Après avoir indiqué que le port de Marseille-Fos est "la porte du Sud de l'Europe", qu'il vit depuis cinq ans au rythme d'une croissance annuelle de 4,5 % en subissant moins de mouvements de grèves que le port d'Anvers, le Premier ministre est entré dans le vif du sujet en annonçant des mesures s'inscrivant dans le cadre de la loi Arnaud Leroy sur l'économie bleue.

Exonération fiscale pour les ports

Rappelant que "50 % des marchandises françaises transitent encore par les ports étrangers", il a réaffirmé la volonté du gouvernement de "renforcer la compétitivité des ports français". Il s'est engagé à "maintenir une exonération fiscale" en faveur des ports nationaux.

"Nous encourageons les initiatives pour améliorer les EMR"

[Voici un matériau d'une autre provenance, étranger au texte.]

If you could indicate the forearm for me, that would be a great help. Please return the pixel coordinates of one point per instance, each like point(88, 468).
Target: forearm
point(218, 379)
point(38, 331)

Abordant la desserte ferroviaire des ports, il a indiqué que "le dossier de la ligne Serqueux-Gisors serait déclaré d'utilité publique en 2017".
Autre mesure sur laquelle le gouvernement de Manuel Valls s'engage, le déblocage de 40 millions d'euros dans le cadre de l'appel à projets concernant les "ports à énergie positive". L'objectif est de "renforcer le contrôle des gaz à effets de serre (GES)", a-t-il précisé.
Sur le thème du renouvellement de la flotte, il a souligné que "l'appel à projets concernant le navire du futur sera renouvelé en 2017".
Quelques heures après avoir rencontré dans la Cité phocéenne quelques armateurs nationaux ainsi que les représentants du Cluster maritime français (CMF), il a expliqué que, sur le millier de navires opérés par des compagnies tricolores, 300 battent aujourd'hui pavillon national. Sujet sur lequel il estime que le pays, "placé au 30e rang mondial, revient de très loin". En d'autres termes, il a déjà réalisé beaucoup de progrès. Il dit continuer à croire aujourd'hui au "made in France" grâce à "ses atouts". Il a évoqué la "bonne réputation de notre pavillon et les talents reconnus de nos gens de mer".
Quant au dossier du sauvetage en mer, il a affirmé qu'il sera déclaré "grande cause nationale en 2017".
À propos des énergies marines renouvelables, Manuel Valls a déclaré : "Nous encourageons les initiatives pour améliorer les EMR. Car la France, sur ce sujet, devait rattraper son retard".
"Si nous sommes une grande nation, c'est parce que nous avons une ambition maritime. Je porte aujourd'hui cette ambition que nous allons réaffirmer la semaine prochaine lors des Assises de l'économie de la mer qui se tiennent à La Rochelle", a déclaré le Premier ministre. Et de se faire le porte-parole des armateurs entendus quelques heures avant, en lançant : il faut savoir tenir bon la barre !"

© Vincent Calabrèse
© Vincent Calabrèse
Dragage : prise en charge par l'État

Sur le dossier de la réforme de la loi de 1992, le secrétaire d'État aux Transports, Alain Vidalies, a déclaré, pour sa part : "Des négociations sont compliquées, elles sont encore en cours. Nous souhaitons qu'elles aboutissent. J'espère qu'elles seront conclusives dans les prochaines semaines".
Quant aux frais de dragage pour les ports français, ils devraient s'alléger dans les prochaines années. Alain Vidalies a expliqué que "d'un coût de 96,5 millions d'euros par an, 59 % de cette somme est prise en charge par les établissements portuaires". Ces frais devraient être assumés dès 2017 à 100 % par l'État. Une mesure qui contribuera à alléger les frais d'exploitation auxquels doivent faire face les ports.